You might be able use a jack plate mounted below the cap of the transom. Depends on how far the cowl protrudes and where the cav plate ends up while still being able to turn the tiller. Probably be able fab one at your local improvement store for a motor that size. Question is do you really want to drill your transom for a 4hp. Probably won't be happy with it long if at all. A 40 or 50lb trolling motor would be a better option as you wouldn't have to hear the wail of a 2stroke struggle nor would you have to worry about transom height, install or purchase of a jack plate, and break downs/maintenance. If your boat is 14' + it's going to be severely under powered and strong winds/current/wake would make you almost come to a stand still.

I've got a 97/98 Yamaha 5hp Long shaft fs :mrgreen:


----------



## richg99 (Feb 5, 2012)

The only legitimate way to use a short shaft motor on a tall transom is to cut the transom down. 
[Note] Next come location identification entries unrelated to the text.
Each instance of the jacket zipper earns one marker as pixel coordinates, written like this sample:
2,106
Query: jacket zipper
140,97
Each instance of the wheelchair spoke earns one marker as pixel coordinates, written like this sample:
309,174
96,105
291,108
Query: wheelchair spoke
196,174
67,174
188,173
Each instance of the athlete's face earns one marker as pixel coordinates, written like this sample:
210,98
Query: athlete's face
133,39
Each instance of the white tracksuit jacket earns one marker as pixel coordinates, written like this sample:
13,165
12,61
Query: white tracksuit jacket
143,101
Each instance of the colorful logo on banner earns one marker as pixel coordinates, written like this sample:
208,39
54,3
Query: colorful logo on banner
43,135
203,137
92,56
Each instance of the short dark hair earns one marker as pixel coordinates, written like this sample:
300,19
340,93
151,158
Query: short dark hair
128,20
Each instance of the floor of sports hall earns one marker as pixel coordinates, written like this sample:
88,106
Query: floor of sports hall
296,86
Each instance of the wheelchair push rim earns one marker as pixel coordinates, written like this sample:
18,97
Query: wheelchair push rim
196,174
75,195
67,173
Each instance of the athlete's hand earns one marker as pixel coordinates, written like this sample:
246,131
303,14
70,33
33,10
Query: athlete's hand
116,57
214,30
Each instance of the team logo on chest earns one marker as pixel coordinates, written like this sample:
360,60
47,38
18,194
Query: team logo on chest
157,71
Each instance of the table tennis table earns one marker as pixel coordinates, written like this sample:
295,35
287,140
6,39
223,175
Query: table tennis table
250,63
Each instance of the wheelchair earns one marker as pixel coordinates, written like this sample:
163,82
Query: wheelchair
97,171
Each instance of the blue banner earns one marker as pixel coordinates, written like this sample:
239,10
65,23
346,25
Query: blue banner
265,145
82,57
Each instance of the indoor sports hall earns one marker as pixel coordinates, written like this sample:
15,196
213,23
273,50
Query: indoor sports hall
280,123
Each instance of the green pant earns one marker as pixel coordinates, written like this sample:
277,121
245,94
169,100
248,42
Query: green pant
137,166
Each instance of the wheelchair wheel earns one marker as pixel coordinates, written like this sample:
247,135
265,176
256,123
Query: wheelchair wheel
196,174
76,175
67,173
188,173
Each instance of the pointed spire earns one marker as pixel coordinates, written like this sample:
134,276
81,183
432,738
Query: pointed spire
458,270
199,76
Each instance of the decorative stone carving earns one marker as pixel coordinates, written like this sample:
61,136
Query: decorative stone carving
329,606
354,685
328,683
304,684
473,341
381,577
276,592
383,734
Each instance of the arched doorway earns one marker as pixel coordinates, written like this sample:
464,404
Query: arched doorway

They do it all of the time on fiberglass Carolina Skiffs. Many CS's are shipped to the dealer as 20 inch transoms...and then the dealer can cut it down if he finds someone he can talk into a short shaft motor. Not anything I'd want unless I was on a very small lake with no chance for big waves. A 20 inch transom is far safer when combating waves from the stern.

If you want a bracket that will do the job on up to 10/15 hp motors. here is one. 

https://www.westmarine.com/webapp/wcs/stores/servlet/ProductDisplay?productId=696032&catalogId=10001&langId=-1&storeId=11151&storeNum=50366&subdeptNum=50411&classNum=50412

At that price, I'd be looking for a used long shaft motor instead, though.

Sorry, no better answer for you. regards, R


----------



## Ryno409 (Feb 5, 2012)

Thanks guys, I kind of feared that. Ive got a 45 lb MinnKota Traxxis, I was just hoping I could find a cheaper alternative than buying a ls motor. Sixgun, what are you asking? :wink:


----------